[ROCm] Add AMD GPU support via the Triton backend#17
Open
jeffdaily wants to merge 3 commits into
Open
Conversation
On ROCm, redirect warp.py to use the Triton scalar implementation
(scalar.py) instead of the C++ warp kernel. The Triton backend uses
tl.associative_scan which is wave-size agnostic and works correctly
on both wave64 (gfx90a/CDNA) and wave32 (gfx1100/RDNA) architectures.
The C++ warp kernel in warp.cuh has fundamental wave-size assumptions:
- kNThreadsPerWarp=32 hardcoded as the logical warp size
- Shuffle operations with implicit width=warpSize (64 on CDNA)
- Block configurations that assume 32-thread hardware warps
While partial fixes were attempted (64-bit shuffle masks, explicit
width parameters, using kNThreadsPerWarp instead of warpSize in
iteration bounds), the kernel still crashes on gfx90a due to the
mismatch between 32-thread "logical warps" and 64-lane physical
wavefronts.
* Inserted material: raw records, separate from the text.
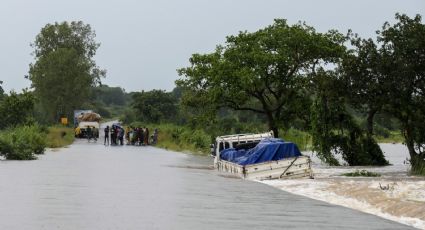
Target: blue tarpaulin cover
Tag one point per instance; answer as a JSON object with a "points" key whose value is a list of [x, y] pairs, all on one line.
{"points": [[271, 149]]}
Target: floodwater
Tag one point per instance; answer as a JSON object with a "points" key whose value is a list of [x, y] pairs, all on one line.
{"points": [[90, 186]]}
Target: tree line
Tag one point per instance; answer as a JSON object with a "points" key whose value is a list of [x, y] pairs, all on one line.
{"points": [[293, 76]]}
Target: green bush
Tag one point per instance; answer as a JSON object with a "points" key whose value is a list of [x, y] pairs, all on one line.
{"points": [[362, 173], [22, 143]]}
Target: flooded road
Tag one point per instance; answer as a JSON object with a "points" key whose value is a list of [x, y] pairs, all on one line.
{"points": [[90, 186]]}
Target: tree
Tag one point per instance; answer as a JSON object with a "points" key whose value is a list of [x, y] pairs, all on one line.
{"points": [[334, 130], [155, 106], [261, 72], [64, 70], [403, 50], [16, 109], [366, 85]]}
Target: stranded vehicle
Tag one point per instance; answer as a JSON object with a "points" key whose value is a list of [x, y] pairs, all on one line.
{"points": [[259, 157], [84, 119]]}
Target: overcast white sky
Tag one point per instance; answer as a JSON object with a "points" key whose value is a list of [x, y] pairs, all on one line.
{"points": [[144, 42]]}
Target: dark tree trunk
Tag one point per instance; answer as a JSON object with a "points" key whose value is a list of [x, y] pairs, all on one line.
{"points": [[370, 116], [272, 124], [417, 160]]}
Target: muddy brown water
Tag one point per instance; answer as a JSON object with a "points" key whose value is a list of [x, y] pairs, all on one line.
{"points": [[90, 186]]}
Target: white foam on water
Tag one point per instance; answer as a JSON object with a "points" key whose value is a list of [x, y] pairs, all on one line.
{"points": [[395, 185], [319, 190]]}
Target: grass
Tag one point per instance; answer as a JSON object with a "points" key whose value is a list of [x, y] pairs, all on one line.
{"points": [[59, 136], [362, 173]]}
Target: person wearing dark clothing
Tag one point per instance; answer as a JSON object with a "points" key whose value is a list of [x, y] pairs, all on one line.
{"points": [[120, 135], [89, 133], [113, 135], [146, 136], [155, 136], [106, 142]]}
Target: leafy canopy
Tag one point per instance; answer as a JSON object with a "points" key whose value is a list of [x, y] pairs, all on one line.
{"points": [[64, 70], [261, 72]]}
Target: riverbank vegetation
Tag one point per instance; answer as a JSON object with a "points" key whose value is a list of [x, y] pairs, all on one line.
{"points": [[59, 136], [331, 86], [22, 142], [362, 173], [330, 92]]}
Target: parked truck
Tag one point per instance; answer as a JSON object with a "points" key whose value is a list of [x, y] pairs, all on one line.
{"points": [[83, 119], [259, 157]]}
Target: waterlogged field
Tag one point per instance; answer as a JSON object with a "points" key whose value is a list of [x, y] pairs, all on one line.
{"points": [[92, 186]]}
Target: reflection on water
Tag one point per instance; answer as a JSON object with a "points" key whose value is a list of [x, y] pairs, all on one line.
{"points": [[89, 186]]}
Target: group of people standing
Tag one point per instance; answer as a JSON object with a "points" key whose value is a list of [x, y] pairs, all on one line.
{"points": [[133, 135]]}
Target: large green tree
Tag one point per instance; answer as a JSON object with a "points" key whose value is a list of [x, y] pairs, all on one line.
{"points": [[261, 72], [403, 53], [64, 70], [367, 87]]}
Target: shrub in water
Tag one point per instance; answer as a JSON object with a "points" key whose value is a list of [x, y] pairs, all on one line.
{"points": [[21, 143]]}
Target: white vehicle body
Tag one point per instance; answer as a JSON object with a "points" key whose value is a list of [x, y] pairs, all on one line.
{"points": [[285, 168]]}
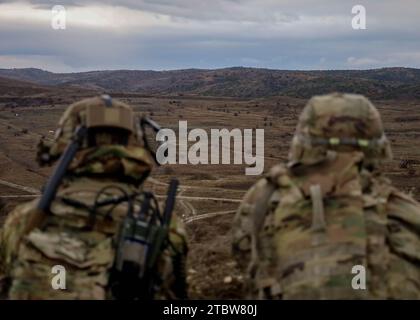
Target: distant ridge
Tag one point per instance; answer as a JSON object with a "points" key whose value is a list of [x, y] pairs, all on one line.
{"points": [[385, 83]]}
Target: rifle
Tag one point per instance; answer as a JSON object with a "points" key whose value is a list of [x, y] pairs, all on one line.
{"points": [[50, 190]]}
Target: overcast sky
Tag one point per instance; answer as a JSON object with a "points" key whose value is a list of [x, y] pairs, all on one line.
{"points": [[177, 34]]}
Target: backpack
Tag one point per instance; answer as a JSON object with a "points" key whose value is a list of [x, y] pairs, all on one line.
{"points": [[84, 236]]}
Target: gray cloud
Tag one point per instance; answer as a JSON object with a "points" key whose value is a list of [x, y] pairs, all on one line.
{"points": [[165, 34]]}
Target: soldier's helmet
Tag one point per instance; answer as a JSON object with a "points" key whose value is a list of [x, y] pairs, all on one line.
{"points": [[113, 142], [339, 122]]}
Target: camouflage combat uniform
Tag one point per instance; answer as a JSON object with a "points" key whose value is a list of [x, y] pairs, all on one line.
{"points": [[70, 235], [302, 228]]}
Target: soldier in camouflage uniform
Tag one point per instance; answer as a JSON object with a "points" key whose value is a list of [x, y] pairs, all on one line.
{"points": [[112, 161], [302, 228]]}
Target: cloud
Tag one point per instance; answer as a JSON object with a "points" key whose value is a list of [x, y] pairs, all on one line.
{"points": [[168, 34]]}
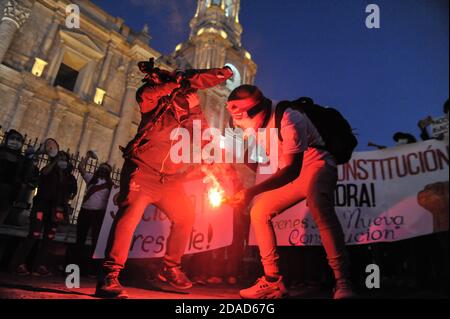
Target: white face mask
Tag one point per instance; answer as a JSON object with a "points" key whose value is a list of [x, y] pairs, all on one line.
{"points": [[14, 145], [62, 164]]}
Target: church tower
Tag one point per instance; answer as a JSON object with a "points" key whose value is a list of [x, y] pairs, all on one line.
{"points": [[215, 41]]}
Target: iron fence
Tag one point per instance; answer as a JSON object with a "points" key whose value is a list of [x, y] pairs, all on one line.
{"points": [[75, 158]]}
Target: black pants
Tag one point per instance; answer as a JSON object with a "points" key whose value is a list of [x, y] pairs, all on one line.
{"points": [[42, 221], [89, 220]]}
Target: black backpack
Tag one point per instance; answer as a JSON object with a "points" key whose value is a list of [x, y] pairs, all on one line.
{"points": [[334, 129]]}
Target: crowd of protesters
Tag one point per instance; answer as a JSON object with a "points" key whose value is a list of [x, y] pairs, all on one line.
{"points": [[414, 263]]}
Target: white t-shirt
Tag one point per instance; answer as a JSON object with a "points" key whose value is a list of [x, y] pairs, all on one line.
{"points": [[299, 134], [98, 200]]}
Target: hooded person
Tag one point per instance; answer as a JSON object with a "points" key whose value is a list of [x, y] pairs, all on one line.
{"points": [[305, 170], [168, 102], [11, 165], [56, 187], [94, 204]]}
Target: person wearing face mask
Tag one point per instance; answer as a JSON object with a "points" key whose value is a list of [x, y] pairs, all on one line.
{"points": [[306, 170], [95, 201], [403, 138], [168, 103], [11, 163], [56, 187]]}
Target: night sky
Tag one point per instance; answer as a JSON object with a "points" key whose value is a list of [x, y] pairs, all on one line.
{"points": [[383, 80]]}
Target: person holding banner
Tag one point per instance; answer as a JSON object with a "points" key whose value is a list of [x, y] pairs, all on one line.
{"points": [[305, 172], [168, 102], [57, 186], [95, 201]]}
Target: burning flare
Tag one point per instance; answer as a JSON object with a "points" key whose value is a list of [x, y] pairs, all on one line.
{"points": [[216, 194]]}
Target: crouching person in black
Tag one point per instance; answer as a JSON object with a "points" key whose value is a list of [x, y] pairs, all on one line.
{"points": [[57, 186]]}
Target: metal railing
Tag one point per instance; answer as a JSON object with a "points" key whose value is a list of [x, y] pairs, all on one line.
{"points": [[75, 158]]}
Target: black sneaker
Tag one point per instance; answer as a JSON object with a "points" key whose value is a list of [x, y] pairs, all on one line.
{"points": [[22, 270], [110, 287], [42, 271], [344, 290], [175, 277]]}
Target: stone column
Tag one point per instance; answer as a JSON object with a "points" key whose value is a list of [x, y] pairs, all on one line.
{"points": [[129, 105], [105, 67], [24, 100], [55, 120], [14, 16], [86, 135], [50, 35]]}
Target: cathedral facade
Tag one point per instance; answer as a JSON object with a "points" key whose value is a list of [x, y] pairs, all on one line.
{"points": [[78, 85]]}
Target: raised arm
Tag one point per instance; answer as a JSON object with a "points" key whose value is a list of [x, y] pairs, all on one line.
{"points": [[148, 96], [204, 79]]}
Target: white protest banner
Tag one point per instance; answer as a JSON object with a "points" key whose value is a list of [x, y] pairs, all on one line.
{"points": [[439, 127], [383, 195], [211, 230]]}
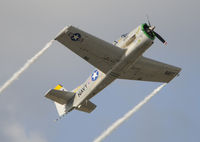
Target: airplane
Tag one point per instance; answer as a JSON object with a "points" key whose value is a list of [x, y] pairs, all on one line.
{"points": [[121, 60]]}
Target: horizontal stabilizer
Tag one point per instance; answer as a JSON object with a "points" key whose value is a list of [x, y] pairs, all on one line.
{"points": [[146, 69], [87, 106], [59, 96]]}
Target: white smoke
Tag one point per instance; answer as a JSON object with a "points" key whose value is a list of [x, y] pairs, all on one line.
{"points": [[25, 67], [117, 123]]}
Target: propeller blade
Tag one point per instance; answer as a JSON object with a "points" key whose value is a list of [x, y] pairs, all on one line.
{"points": [[148, 20], [160, 38]]}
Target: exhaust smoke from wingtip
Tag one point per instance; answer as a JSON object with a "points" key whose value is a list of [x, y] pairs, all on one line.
{"points": [[117, 123], [25, 67]]}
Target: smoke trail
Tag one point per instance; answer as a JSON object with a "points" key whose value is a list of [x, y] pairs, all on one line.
{"points": [[26, 65], [117, 123]]}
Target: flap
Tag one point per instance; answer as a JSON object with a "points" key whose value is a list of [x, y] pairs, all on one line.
{"points": [[99, 53], [150, 70], [59, 96], [87, 106]]}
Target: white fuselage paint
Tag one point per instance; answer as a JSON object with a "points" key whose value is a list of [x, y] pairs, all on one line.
{"points": [[134, 44]]}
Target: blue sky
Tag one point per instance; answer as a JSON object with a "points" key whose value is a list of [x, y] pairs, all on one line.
{"points": [[27, 116]]}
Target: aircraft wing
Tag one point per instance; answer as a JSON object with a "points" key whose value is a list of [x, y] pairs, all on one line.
{"points": [[97, 52], [147, 69]]}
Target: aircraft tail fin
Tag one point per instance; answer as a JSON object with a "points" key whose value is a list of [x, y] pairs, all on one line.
{"points": [[62, 98]]}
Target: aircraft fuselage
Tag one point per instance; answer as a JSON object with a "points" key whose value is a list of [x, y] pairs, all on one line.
{"points": [[134, 45]]}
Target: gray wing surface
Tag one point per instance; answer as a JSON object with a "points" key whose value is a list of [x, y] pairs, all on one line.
{"points": [[97, 52], [147, 69]]}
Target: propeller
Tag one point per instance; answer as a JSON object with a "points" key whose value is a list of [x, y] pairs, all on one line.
{"points": [[151, 29]]}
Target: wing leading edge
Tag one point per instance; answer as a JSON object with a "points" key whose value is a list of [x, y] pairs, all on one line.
{"points": [[97, 52], [147, 69]]}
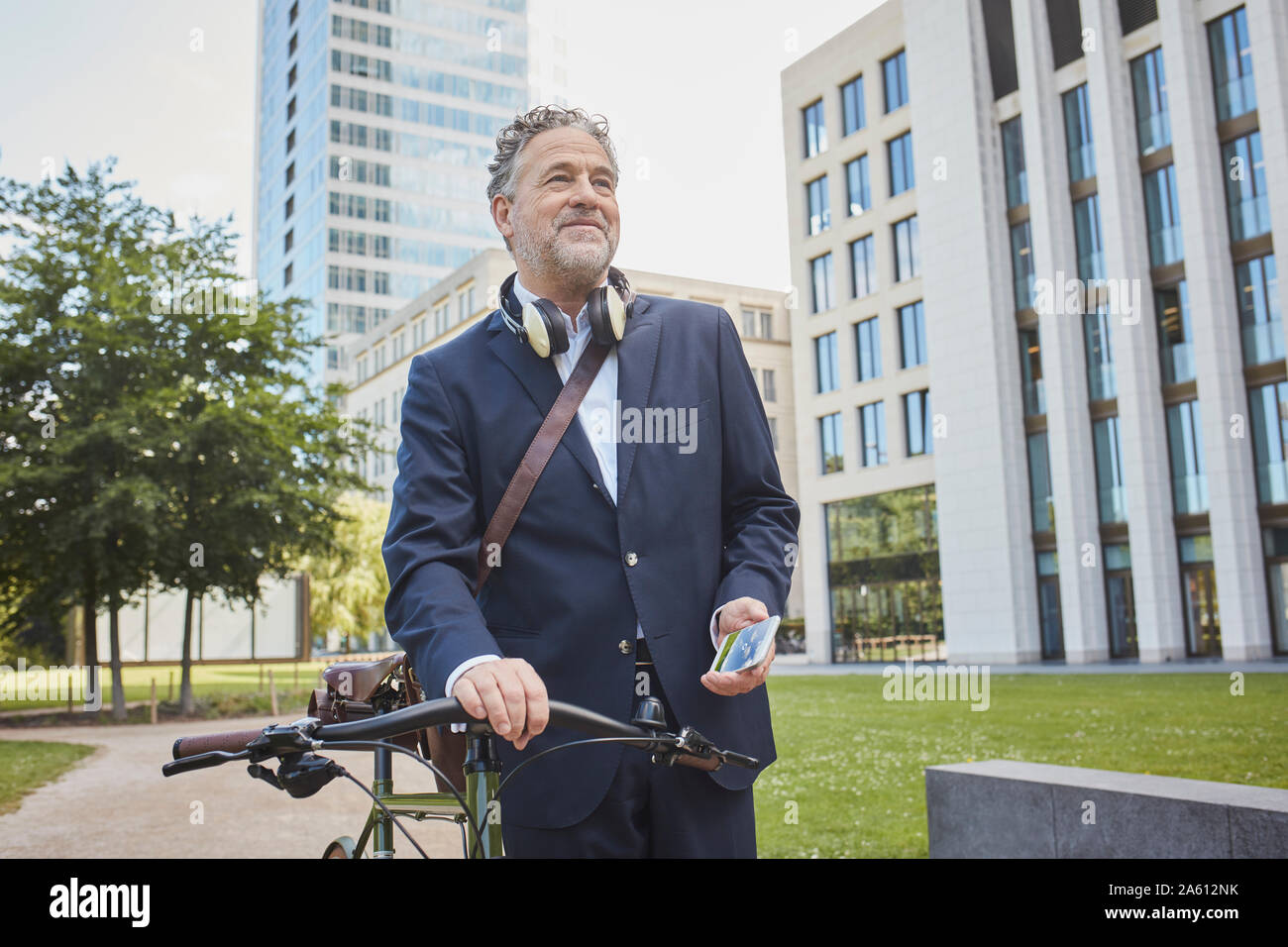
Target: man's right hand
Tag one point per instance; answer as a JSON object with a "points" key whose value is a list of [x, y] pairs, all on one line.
{"points": [[509, 694]]}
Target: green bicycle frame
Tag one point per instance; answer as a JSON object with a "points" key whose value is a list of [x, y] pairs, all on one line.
{"points": [[482, 777]]}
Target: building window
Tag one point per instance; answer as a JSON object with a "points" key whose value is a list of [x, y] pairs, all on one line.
{"points": [[825, 367], [1120, 602], [896, 72], [1232, 64], [851, 106], [912, 334], [907, 253], [819, 205], [883, 567], [1185, 446], [1039, 483], [872, 433], [1100, 359], [900, 153], [917, 419], [1175, 337], [1013, 158], [1258, 311], [857, 185], [1245, 187], [1021, 265], [1149, 89], [1030, 372], [1198, 586], [771, 392], [1077, 129], [820, 278], [863, 266], [1269, 406], [1275, 540], [1109, 471], [867, 346], [1163, 217], [1048, 605], [815, 132], [1086, 232], [829, 442]]}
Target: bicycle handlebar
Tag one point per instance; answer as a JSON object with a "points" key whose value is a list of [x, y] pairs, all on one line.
{"points": [[447, 710], [214, 749]]}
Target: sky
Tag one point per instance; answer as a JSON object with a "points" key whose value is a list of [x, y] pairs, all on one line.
{"points": [[691, 90]]}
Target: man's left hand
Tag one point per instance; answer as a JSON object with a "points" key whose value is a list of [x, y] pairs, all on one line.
{"points": [[737, 615]]}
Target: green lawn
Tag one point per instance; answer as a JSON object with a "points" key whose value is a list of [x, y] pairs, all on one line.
{"points": [[26, 764], [206, 681], [853, 763]]}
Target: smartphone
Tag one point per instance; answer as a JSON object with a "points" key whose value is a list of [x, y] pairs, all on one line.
{"points": [[747, 647]]}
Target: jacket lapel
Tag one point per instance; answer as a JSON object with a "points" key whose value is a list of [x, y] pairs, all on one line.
{"points": [[540, 379], [636, 356]]}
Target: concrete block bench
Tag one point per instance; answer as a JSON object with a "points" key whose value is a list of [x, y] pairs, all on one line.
{"points": [[1009, 809]]}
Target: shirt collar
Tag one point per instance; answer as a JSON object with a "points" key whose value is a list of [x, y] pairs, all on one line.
{"points": [[526, 296]]}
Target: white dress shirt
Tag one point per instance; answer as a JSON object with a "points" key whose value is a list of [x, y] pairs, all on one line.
{"points": [[595, 415]]}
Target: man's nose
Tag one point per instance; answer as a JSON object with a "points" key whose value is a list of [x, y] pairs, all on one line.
{"points": [[584, 195]]}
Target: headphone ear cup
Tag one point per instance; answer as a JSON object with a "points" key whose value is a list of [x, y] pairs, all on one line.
{"points": [[616, 313], [546, 333], [537, 329], [606, 316]]}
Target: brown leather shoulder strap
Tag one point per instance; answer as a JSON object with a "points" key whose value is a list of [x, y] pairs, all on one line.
{"points": [[539, 454]]}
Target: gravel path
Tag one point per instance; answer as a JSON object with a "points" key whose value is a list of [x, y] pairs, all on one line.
{"points": [[116, 802]]}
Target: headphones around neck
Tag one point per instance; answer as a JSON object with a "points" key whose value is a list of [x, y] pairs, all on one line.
{"points": [[541, 322]]}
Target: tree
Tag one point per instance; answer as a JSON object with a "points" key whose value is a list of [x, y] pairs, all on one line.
{"points": [[348, 583], [184, 444]]}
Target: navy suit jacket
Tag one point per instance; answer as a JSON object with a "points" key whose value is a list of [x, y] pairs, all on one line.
{"points": [[706, 527]]}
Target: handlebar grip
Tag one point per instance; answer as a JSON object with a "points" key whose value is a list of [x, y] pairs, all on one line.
{"points": [[231, 741], [200, 762]]}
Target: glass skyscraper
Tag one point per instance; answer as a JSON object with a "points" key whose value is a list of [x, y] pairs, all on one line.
{"points": [[376, 120]]}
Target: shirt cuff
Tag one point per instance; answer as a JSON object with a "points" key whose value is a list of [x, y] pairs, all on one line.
{"points": [[715, 628], [460, 669]]}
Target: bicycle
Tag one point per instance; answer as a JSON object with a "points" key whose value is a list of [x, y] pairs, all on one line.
{"points": [[301, 771]]}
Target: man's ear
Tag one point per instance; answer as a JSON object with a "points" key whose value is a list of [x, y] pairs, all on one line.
{"points": [[501, 209]]}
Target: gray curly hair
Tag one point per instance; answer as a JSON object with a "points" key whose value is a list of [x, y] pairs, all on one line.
{"points": [[510, 141]]}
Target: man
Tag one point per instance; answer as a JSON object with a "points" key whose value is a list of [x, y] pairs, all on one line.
{"points": [[630, 561]]}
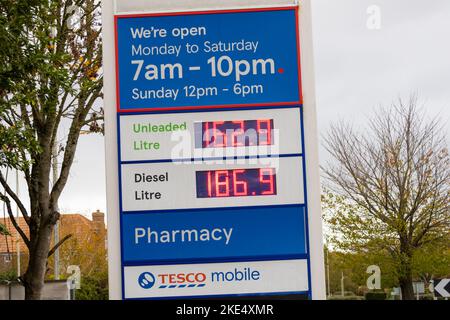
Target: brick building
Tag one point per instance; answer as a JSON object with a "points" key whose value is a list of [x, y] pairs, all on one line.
{"points": [[80, 227]]}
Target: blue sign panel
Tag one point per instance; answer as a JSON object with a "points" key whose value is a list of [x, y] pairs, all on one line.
{"points": [[214, 234], [216, 59]]}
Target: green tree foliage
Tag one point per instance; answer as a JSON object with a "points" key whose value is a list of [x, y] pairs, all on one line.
{"points": [[50, 59], [396, 175], [93, 287], [4, 231]]}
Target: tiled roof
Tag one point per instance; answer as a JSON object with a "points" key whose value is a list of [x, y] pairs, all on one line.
{"points": [[76, 224]]}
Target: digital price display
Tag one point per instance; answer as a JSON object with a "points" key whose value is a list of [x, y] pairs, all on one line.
{"points": [[236, 183], [238, 133]]}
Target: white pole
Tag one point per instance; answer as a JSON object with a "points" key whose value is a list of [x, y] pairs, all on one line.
{"points": [[328, 273], [17, 232], [56, 228]]}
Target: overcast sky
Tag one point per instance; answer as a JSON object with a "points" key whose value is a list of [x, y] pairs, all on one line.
{"points": [[357, 70]]}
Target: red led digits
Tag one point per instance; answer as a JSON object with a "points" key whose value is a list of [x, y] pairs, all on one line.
{"points": [[225, 192], [237, 133], [236, 183], [219, 137], [239, 187], [266, 176], [264, 129]]}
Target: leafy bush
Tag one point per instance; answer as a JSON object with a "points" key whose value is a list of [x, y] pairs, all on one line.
{"points": [[345, 298], [374, 295], [93, 288], [8, 276]]}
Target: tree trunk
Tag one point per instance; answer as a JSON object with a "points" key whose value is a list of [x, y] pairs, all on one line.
{"points": [[34, 277], [406, 285], [405, 273]]}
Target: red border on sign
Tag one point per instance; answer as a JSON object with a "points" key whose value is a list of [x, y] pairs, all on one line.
{"points": [[294, 103]]}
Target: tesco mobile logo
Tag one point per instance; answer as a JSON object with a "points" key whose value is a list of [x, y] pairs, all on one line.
{"points": [[146, 280], [174, 280]]}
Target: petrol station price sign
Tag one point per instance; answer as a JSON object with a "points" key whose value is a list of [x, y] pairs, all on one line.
{"points": [[211, 158]]}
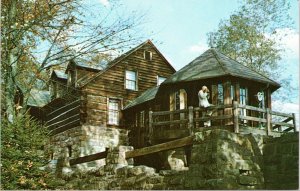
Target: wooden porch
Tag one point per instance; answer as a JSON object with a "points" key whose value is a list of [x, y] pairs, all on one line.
{"points": [[234, 117]]}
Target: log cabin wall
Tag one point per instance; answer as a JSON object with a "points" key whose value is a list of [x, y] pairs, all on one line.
{"points": [[111, 84]]}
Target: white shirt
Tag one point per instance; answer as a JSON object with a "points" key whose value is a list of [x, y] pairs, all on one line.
{"points": [[203, 101]]}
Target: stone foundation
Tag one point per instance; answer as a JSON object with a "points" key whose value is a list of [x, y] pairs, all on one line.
{"points": [[281, 162], [86, 140], [219, 160]]}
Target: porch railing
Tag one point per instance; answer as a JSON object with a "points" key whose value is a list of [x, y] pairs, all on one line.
{"points": [[234, 115]]}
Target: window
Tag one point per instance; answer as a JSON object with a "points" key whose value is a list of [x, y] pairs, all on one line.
{"points": [[243, 99], [148, 55], [69, 150], [53, 89], [177, 100], [71, 77], [232, 92], [220, 94], [113, 111], [160, 80], [142, 118], [243, 95], [131, 82]]}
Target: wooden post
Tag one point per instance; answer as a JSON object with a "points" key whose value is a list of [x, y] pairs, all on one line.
{"points": [[150, 124], [197, 117], [191, 120], [235, 116], [268, 128], [227, 100], [294, 121]]}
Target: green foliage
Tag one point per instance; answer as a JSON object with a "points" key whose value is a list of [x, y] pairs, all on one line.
{"points": [[248, 36], [22, 155]]}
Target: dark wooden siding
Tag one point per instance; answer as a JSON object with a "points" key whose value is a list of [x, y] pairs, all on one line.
{"points": [[64, 117], [111, 84]]}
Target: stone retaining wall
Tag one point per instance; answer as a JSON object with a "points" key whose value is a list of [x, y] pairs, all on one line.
{"points": [[86, 140], [220, 160], [281, 162]]}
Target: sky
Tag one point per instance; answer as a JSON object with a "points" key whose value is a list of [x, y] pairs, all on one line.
{"points": [[178, 28]]}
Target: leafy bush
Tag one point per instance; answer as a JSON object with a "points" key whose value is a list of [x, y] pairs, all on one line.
{"points": [[22, 155]]}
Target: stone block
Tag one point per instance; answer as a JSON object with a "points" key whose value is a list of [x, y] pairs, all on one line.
{"points": [[176, 181], [130, 181], [212, 183], [137, 170], [295, 149], [141, 178], [148, 187], [122, 172], [168, 172], [159, 186], [247, 180], [155, 179]]}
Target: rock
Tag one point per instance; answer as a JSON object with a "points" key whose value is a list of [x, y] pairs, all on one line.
{"points": [[247, 180]]}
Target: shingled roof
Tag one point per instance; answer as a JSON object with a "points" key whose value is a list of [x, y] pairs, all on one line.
{"points": [[84, 82], [60, 74], [38, 98], [212, 64], [145, 96]]}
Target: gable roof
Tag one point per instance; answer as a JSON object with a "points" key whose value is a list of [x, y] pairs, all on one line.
{"points": [[60, 74], [38, 98], [211, 64], [145, 96], [83, 64], [84, 82]]}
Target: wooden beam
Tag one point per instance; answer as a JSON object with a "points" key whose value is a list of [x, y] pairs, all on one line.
{"points": [[283, 124], [169, 112], [89, 158], [235, 116], [284, 121], [248, 107], [281, 114], [170, 122], [160, 147], [253, 118]]}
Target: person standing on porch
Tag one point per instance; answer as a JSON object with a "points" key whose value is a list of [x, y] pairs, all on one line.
{"points": [[203, 96]]}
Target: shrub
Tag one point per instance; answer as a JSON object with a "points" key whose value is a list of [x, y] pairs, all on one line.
{"points": [[22, 155]]}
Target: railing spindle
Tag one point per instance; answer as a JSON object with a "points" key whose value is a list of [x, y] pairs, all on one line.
{"points": [[294, 121], [191, 120], [236, 116]]}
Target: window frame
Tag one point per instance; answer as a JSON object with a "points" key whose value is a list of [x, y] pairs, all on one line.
{"points": [[115, 111], [157, 79], [150, 55], [135, 81]]}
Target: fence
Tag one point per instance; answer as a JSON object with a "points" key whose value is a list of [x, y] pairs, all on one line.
{"points": [[232, 115]]}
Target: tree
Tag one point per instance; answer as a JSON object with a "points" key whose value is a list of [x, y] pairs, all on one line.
{"points": [[247, 35], [22, 156], [38, 34]]}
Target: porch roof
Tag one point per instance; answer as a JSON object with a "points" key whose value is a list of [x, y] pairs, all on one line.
{"points": [[38, 98], [213, 63], [145, 96]]}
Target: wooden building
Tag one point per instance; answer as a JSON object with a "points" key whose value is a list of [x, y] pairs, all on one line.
{"points": [[95, 95], [141, 93], [227, 80]]}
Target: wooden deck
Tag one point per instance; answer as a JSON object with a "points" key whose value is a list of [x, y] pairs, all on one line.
{"points": [[234, 117]]}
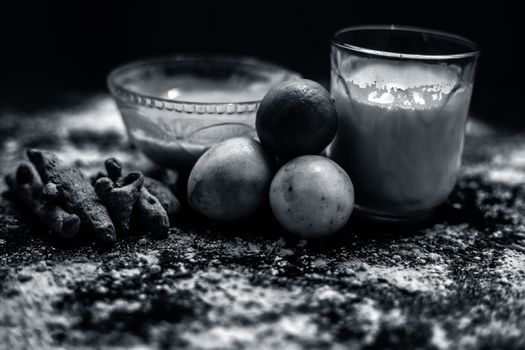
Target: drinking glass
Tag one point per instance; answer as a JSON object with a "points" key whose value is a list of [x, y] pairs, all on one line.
{"points": [[402, 96]]}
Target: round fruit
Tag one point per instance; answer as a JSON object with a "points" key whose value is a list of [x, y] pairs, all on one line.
{"points": [[312, 196], [231, 180], [295, 118]]}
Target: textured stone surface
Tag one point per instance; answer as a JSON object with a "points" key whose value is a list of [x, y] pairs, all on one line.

A complete fix would require rearchitecting the kernel's
warp-level scan to be wave-size parametric.
The Triton backend provides equivalent functionality and handles
arbitrary sequence lengths (not just powers of 2), making it the
better choice for ROCm until a wave-size-generic C++ kernel is
developed. This port was authored with Claude (AI assistant).
Test Plan:
cd projects/accelerated-scan/src
export HIP_VISIBLE_DEVICES=0
pytest tests/test_eq.py -v # 399/400 pass, 1 marginal tolerance
pytest tests/tests_eq_complex.py -v # 240/240 pass
The ROCm path routes warp.py to the wave-size-agnostic Triton backend
(the C++ warp kernel has wave64 hazards). Two gaps remained on that path:
scan_forward(reverse=True) was silently dropped, and warpscan_forward /
warpscan_backward were not exported, so `from accelerated_scan.warp import
warpscan_forward` and the warp benchmark provider failed to import.
Reverse is now implemented via the time-reversal identity. For the
recurrence x_t = a_t x_{t-1} + b_t, a reverse scan is the flip of a forward
scan on the flipped inputs: flip(forward(flip(a), flip(b))). The flips are
along the time axis (last dim of the (B, C, T) layout) and are made
contiguous because the Triton implementation requires contiguous inputs.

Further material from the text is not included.